No one has a clue who's going to win this league. So the Doc's logically crossing off the contenders, one by one. Part of Big East Week.
Up for grabs. Matt Grothe is one of the most dynamic players in the league, and with Pat White gone at West Virginia, maybe the most valuable -- since taking over the starting gig as a redshirt freshman, he's taken almost every significant snap, led the team in rushing three years in a row and last year accounted for more total yards per game than any other player in the conference, in large part because he had the ball in his hands so much more often than anyone else, including White.
The issue with Grothe, though, is exactly what it was three years ago: Turnovers. As a freshman, he threw 14 interceptions; as a sophomore he threw 14 interceptions; and as a junior he threw 14 interceptions. He has 14 multi-interception games in his career, including three in a row last year in losses to Louisville (two picks), Cincinnati (three) and Rutgers (three), and another in the regular season finale at West Virginia (two) two weeks later. Even after 35 career starts, that's 11 picks in his last five regular season games. To make the trend worse, 32 of his 42 career interceptions -- more by far than any other active quarterback -- have come against Big East defenses.

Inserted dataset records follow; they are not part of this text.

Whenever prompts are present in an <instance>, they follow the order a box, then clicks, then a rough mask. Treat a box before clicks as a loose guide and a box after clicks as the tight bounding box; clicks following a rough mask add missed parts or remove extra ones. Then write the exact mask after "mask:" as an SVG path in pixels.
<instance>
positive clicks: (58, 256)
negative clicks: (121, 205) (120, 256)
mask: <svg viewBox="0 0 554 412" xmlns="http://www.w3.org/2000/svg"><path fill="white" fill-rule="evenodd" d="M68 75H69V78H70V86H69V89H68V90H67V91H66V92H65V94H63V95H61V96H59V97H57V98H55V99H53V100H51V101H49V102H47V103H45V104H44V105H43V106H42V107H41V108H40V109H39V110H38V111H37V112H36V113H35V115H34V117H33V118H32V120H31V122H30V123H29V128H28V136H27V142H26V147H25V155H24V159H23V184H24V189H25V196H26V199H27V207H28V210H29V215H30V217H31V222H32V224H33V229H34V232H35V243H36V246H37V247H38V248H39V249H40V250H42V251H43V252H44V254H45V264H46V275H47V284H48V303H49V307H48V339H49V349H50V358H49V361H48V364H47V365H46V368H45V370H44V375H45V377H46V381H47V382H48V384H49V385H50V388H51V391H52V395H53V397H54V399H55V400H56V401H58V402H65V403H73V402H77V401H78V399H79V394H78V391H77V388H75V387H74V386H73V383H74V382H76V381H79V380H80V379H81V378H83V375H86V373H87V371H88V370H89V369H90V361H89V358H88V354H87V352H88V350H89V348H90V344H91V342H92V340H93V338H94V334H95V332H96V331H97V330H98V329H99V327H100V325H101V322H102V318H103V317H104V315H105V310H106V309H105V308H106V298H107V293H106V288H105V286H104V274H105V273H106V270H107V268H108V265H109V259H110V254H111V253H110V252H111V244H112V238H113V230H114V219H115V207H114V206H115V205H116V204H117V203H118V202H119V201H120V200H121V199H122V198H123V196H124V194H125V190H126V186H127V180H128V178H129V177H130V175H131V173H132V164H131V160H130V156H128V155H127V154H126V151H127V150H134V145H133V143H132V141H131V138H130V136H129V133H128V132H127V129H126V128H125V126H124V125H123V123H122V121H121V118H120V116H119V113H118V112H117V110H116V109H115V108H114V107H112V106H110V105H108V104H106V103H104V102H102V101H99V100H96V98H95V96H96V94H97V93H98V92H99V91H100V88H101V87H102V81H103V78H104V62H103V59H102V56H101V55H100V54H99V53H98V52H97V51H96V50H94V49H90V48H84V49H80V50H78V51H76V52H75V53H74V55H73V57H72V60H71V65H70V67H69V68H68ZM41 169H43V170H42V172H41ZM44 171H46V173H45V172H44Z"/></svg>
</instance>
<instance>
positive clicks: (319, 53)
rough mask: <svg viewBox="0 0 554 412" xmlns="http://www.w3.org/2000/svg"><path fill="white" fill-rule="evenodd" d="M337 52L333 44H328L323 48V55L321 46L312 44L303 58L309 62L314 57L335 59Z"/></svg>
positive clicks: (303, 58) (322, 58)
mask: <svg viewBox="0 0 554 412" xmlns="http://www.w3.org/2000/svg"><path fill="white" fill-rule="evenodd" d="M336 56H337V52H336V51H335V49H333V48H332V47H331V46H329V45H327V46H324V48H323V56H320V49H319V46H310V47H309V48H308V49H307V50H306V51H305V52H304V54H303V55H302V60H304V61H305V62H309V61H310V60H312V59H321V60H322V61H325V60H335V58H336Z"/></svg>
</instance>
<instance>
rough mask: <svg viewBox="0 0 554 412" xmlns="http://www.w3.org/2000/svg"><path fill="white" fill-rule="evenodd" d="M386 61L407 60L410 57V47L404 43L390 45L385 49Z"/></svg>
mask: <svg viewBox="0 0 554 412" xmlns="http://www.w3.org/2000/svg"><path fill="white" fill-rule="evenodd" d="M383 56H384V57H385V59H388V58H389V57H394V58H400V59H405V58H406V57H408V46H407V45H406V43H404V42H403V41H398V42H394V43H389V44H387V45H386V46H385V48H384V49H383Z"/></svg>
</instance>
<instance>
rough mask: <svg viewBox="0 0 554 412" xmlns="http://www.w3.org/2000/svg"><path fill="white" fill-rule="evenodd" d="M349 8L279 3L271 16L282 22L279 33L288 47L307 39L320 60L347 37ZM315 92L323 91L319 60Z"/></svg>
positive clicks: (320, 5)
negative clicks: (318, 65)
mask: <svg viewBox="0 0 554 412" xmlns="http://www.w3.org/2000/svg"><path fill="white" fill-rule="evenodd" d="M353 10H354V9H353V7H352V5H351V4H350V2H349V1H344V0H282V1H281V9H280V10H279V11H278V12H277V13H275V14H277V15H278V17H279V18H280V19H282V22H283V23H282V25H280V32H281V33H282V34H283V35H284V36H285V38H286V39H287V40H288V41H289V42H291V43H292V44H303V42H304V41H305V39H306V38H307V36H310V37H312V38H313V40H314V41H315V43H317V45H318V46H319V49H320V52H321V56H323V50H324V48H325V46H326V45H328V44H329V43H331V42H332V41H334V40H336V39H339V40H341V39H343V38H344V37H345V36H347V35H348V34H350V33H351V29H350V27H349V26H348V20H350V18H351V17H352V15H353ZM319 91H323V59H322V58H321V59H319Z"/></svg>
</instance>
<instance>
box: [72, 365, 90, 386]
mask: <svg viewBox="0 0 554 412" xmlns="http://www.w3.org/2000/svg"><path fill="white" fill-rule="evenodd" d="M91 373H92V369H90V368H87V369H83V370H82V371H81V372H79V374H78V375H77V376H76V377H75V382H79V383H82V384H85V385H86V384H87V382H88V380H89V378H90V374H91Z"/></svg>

Things fall apart. If Grothe has an excuse, it's that he's had to carry too much of the offense without enough protection from his line -- when I recall watching South Florida, in fact, the image is always of Grothe looping outside of a pass rush that's barreled quickly into the backfield, scrambling around in schoolyard fashion and looking to unload the ball downfield before getting crushed. The line allowed 29 sacks last year, and that was with four returning starters up front; with four new starters this year, things might be even more chaotic. The one returnee, Jacob Sims, isn't sure yet exactly where he'll line up in the new shuffle.
When all else fails, check the record. The Bulls have earned a lot of respect for three straight eight-win seasons and fast climbs into the top-15 each of the last two years. But they seem to be a very different team inside the conference than outside -- they're 16-2 in non-conference games since 2006, but only 10-11 against the rest of the Big East -- and have faded badly after those hot starts. In '07, USF beat Auburn and West Virginia en route to a 6-0 start, then promptly lost three Big East games in a row the last two weeks of October and the first week of November. Last year, the Bulls beat Kansas en route to a 6-1 start, then promptly lost three Big East games in a row the last two weeks of October and the first week of November.
The '08 slide was more perplexing for the sudden shriveling of the offense: After hanging 45 on Syracuse, USF failed to top 20 in any of its last five regular season games, and subsequently went 1-4 down the stretch. Against this year's other top contenders -- Cincinnati, Pittsburgh, Rutgers and West Virginia -- USF was 0-4. It would probably have to turn three of those to take the conference crown, which is way more optimistic than I'm willing to be.